The Carlisle Mosquito Online

Friday, September 29, 2000


Massachusetts Comprehensive Assessment System (MCAS) Resolution Adopted by the Concord School Committee and Concord-Carlisle Regional School Committee

The Concord Public Schools and the Concord-Carlisle Regional School District have a history of high expectations for our students and staff. Our students have consistently achieved above Massachusetts norms on a variety of assessment media, including the first two rounds of the MCAS tests. As districts, we have worked diligently to reconcile our curriculum with the Curriculum Frameworks, seeking to ensure that our children can meet the requirements of the Frameworks, without sacrificing the rich curriculum that we have developed over many years.

With this background in mind, we write to express our concerns about the MCAS program. These concerns have been raised repeatedly by both our administration and our teachers since the inception of the program:

·The length of the tests is excessive, taking significant amounts of time away from instruction and disrupting entire schools, not simply the tested classes.

·The six month interval between administration of the tests and receipt of the results is far too long.
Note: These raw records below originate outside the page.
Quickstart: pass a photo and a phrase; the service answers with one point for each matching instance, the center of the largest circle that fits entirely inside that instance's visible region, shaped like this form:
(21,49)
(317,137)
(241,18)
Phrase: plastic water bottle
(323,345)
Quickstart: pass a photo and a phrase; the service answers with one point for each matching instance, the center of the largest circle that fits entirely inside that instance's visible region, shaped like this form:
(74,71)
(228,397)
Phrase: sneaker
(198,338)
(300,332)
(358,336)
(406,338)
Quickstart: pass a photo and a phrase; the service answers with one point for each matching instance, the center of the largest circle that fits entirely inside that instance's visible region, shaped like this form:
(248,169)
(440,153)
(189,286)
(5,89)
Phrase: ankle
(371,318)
It creates needless anxiety for students and by delaying identification of students with poor performance wastes time that could be devoted to remediation.
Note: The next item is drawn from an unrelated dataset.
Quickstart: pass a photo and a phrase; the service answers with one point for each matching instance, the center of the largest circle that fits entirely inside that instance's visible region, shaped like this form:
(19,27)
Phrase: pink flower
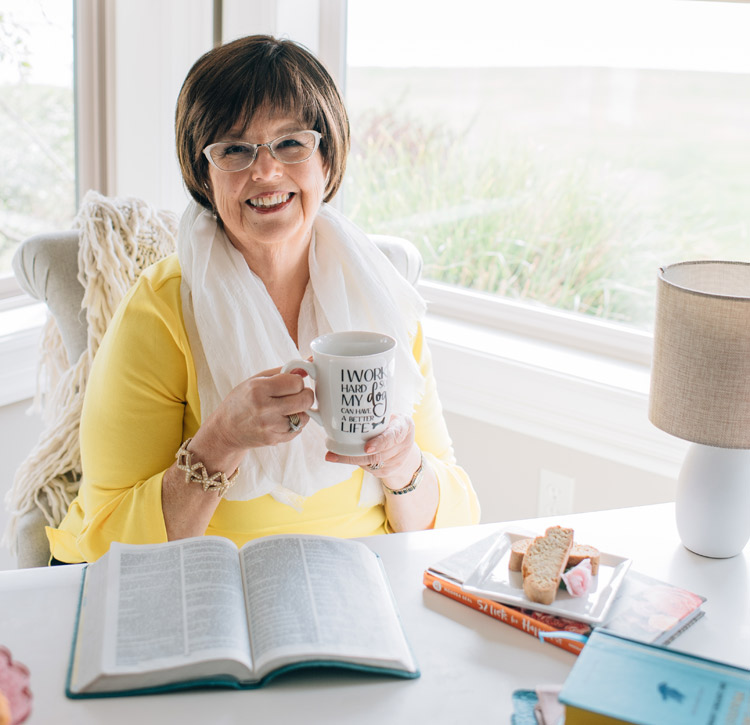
(578,579)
·Continued problems defining subject area content and continued problems with the accuracy of the test questions and their answers calls into question the validity of the tests.

·Despite its title, the MCAS tests are not comprehensive, as required by the Educational Reform law.

·The state has created a confrontational, punitive atmosphere around the tests and has condoned invidious comparisons between school districts based on the tests.

·The Dept. of Education has failed to adequately address the testing issues for students with severe special needs. Nor has it addressed the fate of the percentage of students who must, inevitably, fail to achieve a passing grade for a diploma.

We do not believe that it is fair to students to implement high stakes MCAS testing until it is clear that school systems have had a reasonable chance to implement the curricula on which students are being tested. To that end, we make the following suggestions:

·Finalize the ELA, Math, and Science/Technology frameworks so that alignment can stabilize and have a chance of being effective.

·Re-examine the appropriateness of the Massachusetts Frameworks and MCAS tests for students with severe special needs, non-English speaking students, and for students in vocational training schools.

·Resolve the ongoing concerns about the accuracy of test content and answers.

·Until the Frameworks and MCAS have been validated, consider success on MCAS as an affirmation of local graduation requirements, a cum laude, if you will, rather than a minimum requirement.

·"Buddy-up" schools that have successfully aligned their curriculum with schools that need assistance with their curriculum alignment. Provide financial incentives. Provide additional financial encouragement if MCAS scores increase.

·Establish alternative criteria for graduation so that no single test will determine the fate of a student. That is, give students a choice between one of two rigorous assessment methods, one being the MCAS test and the other being a MCAS portfolio presentation.

We urge the Dept. of Education and the Board of Education to respond to these issues. We urge you to create an environment that supports high standards where they are being implemented and helps everyone work together to achieve them in districts where they are not.